In Teaching the Fa at the Western U.S. International Fa Conference, Master says,

"So as a cultivator, what is truly remarkable is when you can be steadfast and have righteous thoughts so firm that nothing can sway you. Be solid and firm like diamond, or granite, and then nothing can affect you--evil will be afraid at the mere sight of you. If upon encountering trying circumstances your thinking can be truly righteous, then, when faced with the evil's persecution and when faced with interference, just one sentence of yours fortified with steadfast righteous thoughts can instantly make the evil disintegrate (applause), and it will make those who are being used by the evil turn and flee, it will make the evil's persecution of you dissolve, and it will make the evil's interfering with you disappear without a trace. One thought born of righteous faith is all it takes. And whoever can hold firm that righteous thought and go the distance will become a magnificent god forged by Dafa. (Long applause)"

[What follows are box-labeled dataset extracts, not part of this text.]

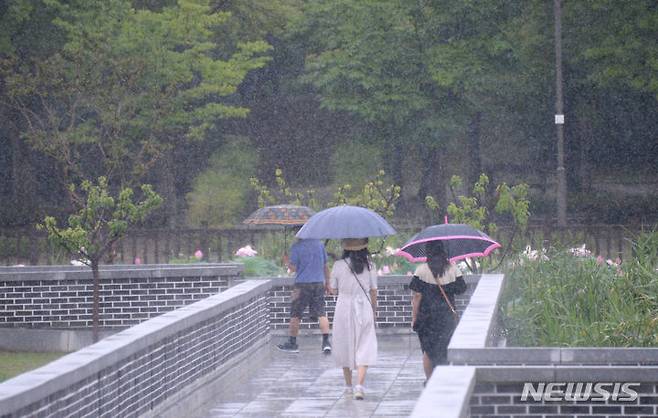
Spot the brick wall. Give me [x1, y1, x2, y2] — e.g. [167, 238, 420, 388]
[0, 281, 269, 418]
[469, 375, 658, 418]
[0, 264, 242, 328]
[269, 276, 479, 334]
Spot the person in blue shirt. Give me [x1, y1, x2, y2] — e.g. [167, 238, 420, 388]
[277, 235, 331, 354]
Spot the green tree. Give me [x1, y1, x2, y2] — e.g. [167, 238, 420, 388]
[425, 174, 530, 271]
[299, 0, 516, 207]
[37, 177, 162, 342]
[3, 0, 269, 188]
[187, 137, 258, 227]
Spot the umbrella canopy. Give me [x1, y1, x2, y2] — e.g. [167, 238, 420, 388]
[242, 205, 315, 226]
[395, 224, 501, 262]
[296, 205, 396, 239]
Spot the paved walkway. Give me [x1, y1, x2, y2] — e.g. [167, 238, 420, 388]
[195, 334, 425, 418]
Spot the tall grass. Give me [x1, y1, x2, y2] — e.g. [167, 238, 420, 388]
[501, 232, 658, 347]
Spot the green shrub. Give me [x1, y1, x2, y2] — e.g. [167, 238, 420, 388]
[232, 256, 286, 277]
[501, 232, 658, 347]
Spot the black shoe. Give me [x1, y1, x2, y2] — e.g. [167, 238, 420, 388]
[276, 341, 299, 353]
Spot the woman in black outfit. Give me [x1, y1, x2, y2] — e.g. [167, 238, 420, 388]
[409, 241, 466, 379]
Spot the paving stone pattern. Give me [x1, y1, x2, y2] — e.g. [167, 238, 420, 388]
[195, 334, 425, 418]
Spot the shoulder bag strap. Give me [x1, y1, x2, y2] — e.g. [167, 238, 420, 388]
[343, 260, 372, 305]
[434, 277, 459, 320]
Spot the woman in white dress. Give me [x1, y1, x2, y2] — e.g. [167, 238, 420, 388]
[330, 239, 377, 399]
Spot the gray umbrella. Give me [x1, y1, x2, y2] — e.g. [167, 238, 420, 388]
[296, 205, 396, 239]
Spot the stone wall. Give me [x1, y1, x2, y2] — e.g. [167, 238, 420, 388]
[269, 276, 480, 334]
[0, 281, 270, 418]
[412, 275, 658, 418]
[0, 264, 242, 329]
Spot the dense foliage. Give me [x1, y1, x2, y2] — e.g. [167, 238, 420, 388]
[501, 232, 658, 347]
[0, 0, 658, 226]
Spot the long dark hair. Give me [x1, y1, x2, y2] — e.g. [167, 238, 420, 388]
[425, 241, 450, 278]
[343, 248, 370, 274]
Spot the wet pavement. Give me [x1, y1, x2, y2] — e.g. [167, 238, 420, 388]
[194, 334, 425, 418]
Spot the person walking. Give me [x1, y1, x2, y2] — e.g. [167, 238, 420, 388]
[330, 239, 377, 400]
[409, 241, 466, 381]
[277, 235, 331, 354]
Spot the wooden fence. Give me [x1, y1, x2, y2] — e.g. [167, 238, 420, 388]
[0, 225, 649, 265]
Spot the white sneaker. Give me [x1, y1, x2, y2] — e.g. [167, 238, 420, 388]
[354, 385, 365, 401]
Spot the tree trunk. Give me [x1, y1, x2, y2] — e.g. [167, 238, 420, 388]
[418, 145, 448, 213]
[161, 151, 178, 229]
[91, 260, 101, 343]
[466, 112, 482, 185]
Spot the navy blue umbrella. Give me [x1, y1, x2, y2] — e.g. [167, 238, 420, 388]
[296, 205, 396, 239]
[396, 224, 501, 262]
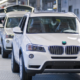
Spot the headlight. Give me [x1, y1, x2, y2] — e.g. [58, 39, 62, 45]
[6, 35, 14, 38]
[27, 44, 46, 52]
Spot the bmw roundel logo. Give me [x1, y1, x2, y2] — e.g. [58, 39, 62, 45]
[62, 41, 67, 45]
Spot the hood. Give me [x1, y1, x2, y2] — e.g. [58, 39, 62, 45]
[27, 33, 80, 46]
[5, 28, 14, 35]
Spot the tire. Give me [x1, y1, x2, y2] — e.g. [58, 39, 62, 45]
[11, 50, 19, 73]
[19, 54, 32, 80]
[1, 43, 8, 58]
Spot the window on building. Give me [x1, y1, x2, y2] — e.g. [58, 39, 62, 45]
[74, 9, 79, 16]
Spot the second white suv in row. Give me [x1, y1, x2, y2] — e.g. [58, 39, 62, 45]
[11, 12, 80, 80]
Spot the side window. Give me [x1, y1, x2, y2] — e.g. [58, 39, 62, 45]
[20, 16, 27, 31]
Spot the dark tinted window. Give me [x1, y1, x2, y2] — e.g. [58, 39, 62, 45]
[6, 17, 21, 28]
[6, 5, 32, 12]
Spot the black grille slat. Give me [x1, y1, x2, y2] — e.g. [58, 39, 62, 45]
[49, 46, 64, 55]
[65, 46, 80, 55]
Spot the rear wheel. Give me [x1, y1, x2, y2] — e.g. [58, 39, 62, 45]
[19, 54, 32, 80]
[1, 43, 8, 58]
[11, 50, 19, 72]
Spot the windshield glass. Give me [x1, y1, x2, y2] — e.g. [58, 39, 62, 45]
[6, 17, 21, 28]
[27, 17, 77, 33]
[6, 6, 32, 12]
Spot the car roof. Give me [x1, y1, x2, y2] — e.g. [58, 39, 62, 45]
[30, 12, 77, 17]
[6, 11, 27, 17]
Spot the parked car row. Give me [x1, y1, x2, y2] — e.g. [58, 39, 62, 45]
[1, 4, 80, 80]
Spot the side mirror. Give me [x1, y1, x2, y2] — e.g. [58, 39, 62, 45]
[0, 24, 4, 28]
[13, 27, 23, 34]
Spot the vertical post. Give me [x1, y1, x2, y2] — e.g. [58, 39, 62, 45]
[27, 0, 29, 6]
[16, 0, 18, 4]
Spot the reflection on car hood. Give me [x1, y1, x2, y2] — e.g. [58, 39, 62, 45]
[27, 33, 79, 46]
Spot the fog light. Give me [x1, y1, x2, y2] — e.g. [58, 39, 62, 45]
[6, 40, 9, 43]
[29, 54, 34, 58]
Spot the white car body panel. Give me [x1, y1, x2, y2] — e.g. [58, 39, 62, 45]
[13, 13, 80, 71]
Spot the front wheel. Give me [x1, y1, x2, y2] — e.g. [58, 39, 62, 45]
[19, 54, 32, 80]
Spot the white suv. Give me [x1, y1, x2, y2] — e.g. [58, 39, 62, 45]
[11, 13, 80, 80]
[0, 11, 26, 58]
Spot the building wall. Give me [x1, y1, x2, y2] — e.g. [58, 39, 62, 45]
[68, 0, 80, 19]
[61, 0, 80, 19]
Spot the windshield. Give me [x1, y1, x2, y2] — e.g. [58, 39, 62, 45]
[6, 17, 21, 28]
[6, 6, 32, 12]
[27, 17, 77, 33]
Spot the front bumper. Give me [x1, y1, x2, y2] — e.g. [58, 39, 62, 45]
[4, 39, 13, 51]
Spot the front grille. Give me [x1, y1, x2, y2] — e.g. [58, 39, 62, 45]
[49, 46, 64, 55]
[65, 46, 80, 55]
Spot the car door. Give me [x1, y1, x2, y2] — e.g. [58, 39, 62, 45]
[15, 16, 26, 62]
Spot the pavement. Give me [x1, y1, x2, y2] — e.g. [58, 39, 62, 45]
[0, 55, 80, 80]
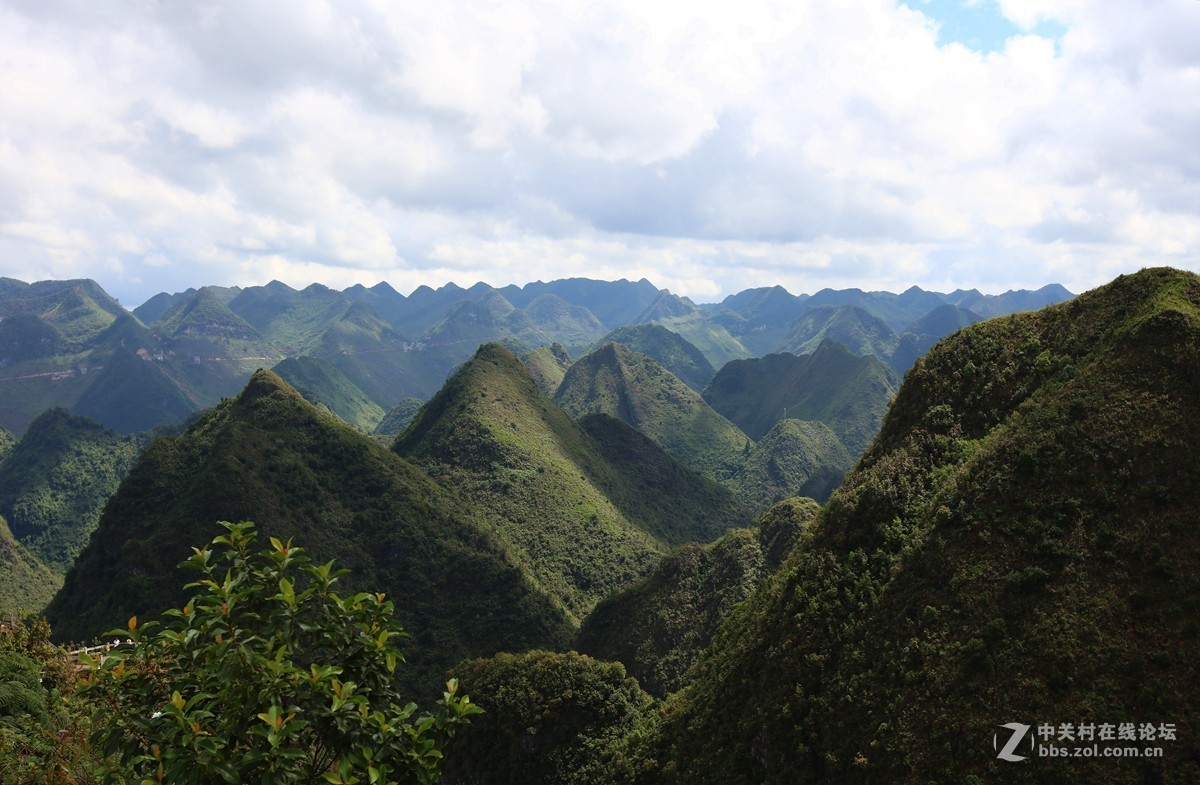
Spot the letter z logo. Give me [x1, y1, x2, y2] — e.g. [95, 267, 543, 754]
[991, 723, 1033, 762]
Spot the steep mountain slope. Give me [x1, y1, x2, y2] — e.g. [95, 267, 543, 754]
[71, 340, 200, 433]
[47, 371, 571, 690]
[642, 269, 1200, 785]
[704, 341, 898, 456]
[373, 397, 425, 436]
[271, 355, 384, 433]
[521, 343, 572, 397]
[728, 418, 854, 511]
[522, 293, 605, 346]
[499, 278, 659, 330]
[342, 281, 408, 326]
[0, 516, 62, 613]
[578, 498, 820, 697]
[775, 305, 900, 361]
[588, 324, 716, 393]
[634, 290, 752, 368]
[394, 344, 736, 617]
[154, 287, 263, 341]
[888, 305, 980, 376]
[0, 429, 17, 461]
[554, 343, 750, 480]
[0, 409, 148, 571]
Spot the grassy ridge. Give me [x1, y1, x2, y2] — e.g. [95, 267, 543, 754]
[394, 344, 732, 618]
[0, 409, 146, 574]
[47, 371, 571, 691]
[578, 498, 820, 697]
[643, 270, 1200, 784]
[554, 343, 750, 480]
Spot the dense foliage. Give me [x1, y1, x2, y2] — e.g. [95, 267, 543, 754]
[271, 356, 384, 433]
[0, 409, 146, 573]
[590, 324, 716, 393]
[444, 652, 650, 785]
[578, 498, 820, 697]
[0, 517, 62, 613]
[84, 523, 479, 785]
[47, 371, 572, 694]
[642, 270, 1200, 785]
[394, 344, 739, 618]
[554, 343, 750, 480]
[0, 615, 101, 785]
[704, 341, 899, 456]
[730, 418, 854, 511]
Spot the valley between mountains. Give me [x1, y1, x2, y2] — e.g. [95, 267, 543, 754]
[0, 269, 1200, 785]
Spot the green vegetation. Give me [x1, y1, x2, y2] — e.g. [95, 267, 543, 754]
[394, 344, 737, 618]
[83, 523, 479, 784]
[0, 429, 17, 462]
[71, 349, 200, 433]
[0, 409, 146, 571]
[888, 305, 980, 374]
[521, 343, 571, 397]
[775, 305, 900, 362]
[523, 294, 605, 346]
[633, 269, 1200, 785]
[445, 652, 650, 785]
[271, 356, 384, 433]
[578, 498, 820, 697]
[589, 324, 716, 393]
[374, 399, 425, 436]
[704, 341, 899, 456]
[730, 418, 854, 511]
[47, 371, 574, 695]
[0, 517, 62, 613]
[554, 343, 750, 480]
[0, 613, 102, 785]
[155, 286, 262, 341]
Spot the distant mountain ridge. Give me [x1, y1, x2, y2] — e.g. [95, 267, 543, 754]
[0, 278, 1070, 435]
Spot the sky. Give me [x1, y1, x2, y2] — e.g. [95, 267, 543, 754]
[0, 0, 1200, 307]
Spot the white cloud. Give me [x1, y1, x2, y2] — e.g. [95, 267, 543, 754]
[0, 0, 1200, 301]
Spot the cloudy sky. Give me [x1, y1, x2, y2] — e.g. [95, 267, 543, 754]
[0, 0, 1200, 307]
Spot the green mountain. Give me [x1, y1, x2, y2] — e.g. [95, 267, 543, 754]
[342, 281, 408, 326]
[47, 371, 572, 691]
[0, 516, 62, 615]
[499, 278, 659, 330]
[554, 343, 750, 480]
[521, 343, 571, 396]
[577, 498, 820, 697]
[0, 429, 17, 462]
[392, 344, 738, 618]
[888, 304, 980, 374]
[728, 418, 854, 510]
[271, 356, 384, 433]
[589, 324, 716, 393]
[0, 409, 145, 573]
[0, 278, 126, 348]
[635, 290, 754, 368]
[228, 281, 352, 353]
[704, 341, 898, 456]
[71, 340, 202, 433]
[775, 305, 900, 361]
[523, 293, 605, 346]
[638, 269, 1200, 785]
[374, 397, 425, 436]
[154, 286, 263, 341]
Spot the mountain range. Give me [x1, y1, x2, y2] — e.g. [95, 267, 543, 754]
[0, 278, 1070, 435]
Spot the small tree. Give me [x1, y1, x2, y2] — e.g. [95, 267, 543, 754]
[77, 522, 481, 784]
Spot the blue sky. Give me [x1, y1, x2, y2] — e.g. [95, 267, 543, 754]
[0, 0, 1200, 305]
[901, 0, 1067, 54]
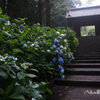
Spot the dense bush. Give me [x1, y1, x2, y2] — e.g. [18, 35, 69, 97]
[0, 9, 78, 100]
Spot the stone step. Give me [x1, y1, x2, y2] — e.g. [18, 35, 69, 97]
[55, 75, 100, 87]
[46, 85, 100, 100]
[66, 63, 100, 68]
[64, 68, 100, 75]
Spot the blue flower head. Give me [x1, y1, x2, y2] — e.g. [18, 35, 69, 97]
[60, 70, 64, 74]
[52, 58, 56, 63]
[55, 49, 59, 53]
[42, 40, 46, 43]
[32, 98, 36, 100]
[59, 51, 63, 56]
[21, 41, 25, 45]
[53, 45, 56, 48]
[72, 57, 75, 59]
[8, 55, 14, 59]
[43, 26, 47, 31]
[54, 39, 59, 46]
[12, 23, 16, 25]
[58, 65, 64, 70]
[61, 75, 65, 80]
[65, 53, 67, 56]
[11, 29, 15, 33]
[68, 61, 70, 64]
[58, 58, 64, 64]
[19, 25, 24, 31]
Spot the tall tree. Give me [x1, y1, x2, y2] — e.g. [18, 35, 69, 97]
[51, 0, 81, 27]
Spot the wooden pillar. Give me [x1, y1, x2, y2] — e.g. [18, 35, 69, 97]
[74, 23, 81, 37]
[39, 0, 44, 25]
[95, 21, 100, 36]
[46, 0, 50, 26]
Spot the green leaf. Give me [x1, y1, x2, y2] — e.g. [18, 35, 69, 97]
[13, 85, 25, 94]
[1, 15, 10, 19]
[0, 88, 4, 95]
[0, 7, 2, 15]
[5, 81, 15, 95]
[26, 74, 37, 78]
[47, 88, 52, 95]
[0, 70, 8, 79]
[17, 72, 26, 80]
[8, 94, 25, 100]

I’ve come to realize that righteous thoughts come from the Fa. Ample righteous thoughts come from the Fa. So, if I’m not studying the Fa with all seriousness and with good concentration and understanding, how could I have righteous thoughts? What are righteous thoughts anyway? They are thoughts or understandings based on one’s absolute faith in Master and Dafa. But they are also of material existence. Master says, “…Isn’t everything made of matter?” [Zhuan Falun, Lecture One] The Fa imparts it to us. We may feel we have it, but if it’s not there, then it’s not there!

Is Letting Go a Big Component of Righteous Thoughts?

After awakening to all of these, why am I still struggling to overcome this tribulation? Is it Karma? Master talks about the issue of levels. Is it that even though I’ve enlightened to these truth, I’m not in those realms yet? What puts me in that realm? Trusting Master and Dafa implies letting go and leaving the matter in Master’s hands. Have I done it? While sending righteous thoughts a several weeks ago, a question came to mind: Why all the worries and concerns? Let go and have absolute faith in Master and Dafa. Until this came up, I didn’t even realize I was actively worried and concerned about this tribulation and the outcome of it! So how do I let go of something I wasn’t even aware was going on? What other factors are playing out in my life without my awareness? And so I say thank you to Master for bringing it to my attention, and I begin to send righteous thoughts to clear it out, and I begin to affirm the opposite in my life by starting with the words: I let go of all worries and concern. I have absolute faith in Master and Dafa. Master said, “Cultivation depends on one’s own effort, while transforming gong is done by one’s Master” [Zhuan Falun] I let go!

How has this impacted my Saving of Sentient Beings?

Not in a good way at all. I still don’t have a regular project I’m working on, not for the lack of trying to find one. I have participated in short-term projects and thanks to Master and Shen Yun; I’m able to do quite a bit when Shen Yun season comes around. There are also a couple of fellow practitioners who have included me in their endeavors, to help me keep up with Fa-Rectification. And for that, I’m eternally grateful. As I write this, I know that I must try even harder, and find innovative ways in which to do my part of a regular basis and save sentient beings. Master said, “Dafa disciples are Gods who have descended to the human world with the responsibility to assist Master in saving sentient beings, shouldering the responsibility of saving sentient beings in the lower realms.” [Fa Teaching at the 2016 New York Fa Conference] So how could I not fulfill my responsibility to Master and sentient beings?

Please point out any and all incorrect thinking or understandings here. Thank you Master, thank you fellow practitioners.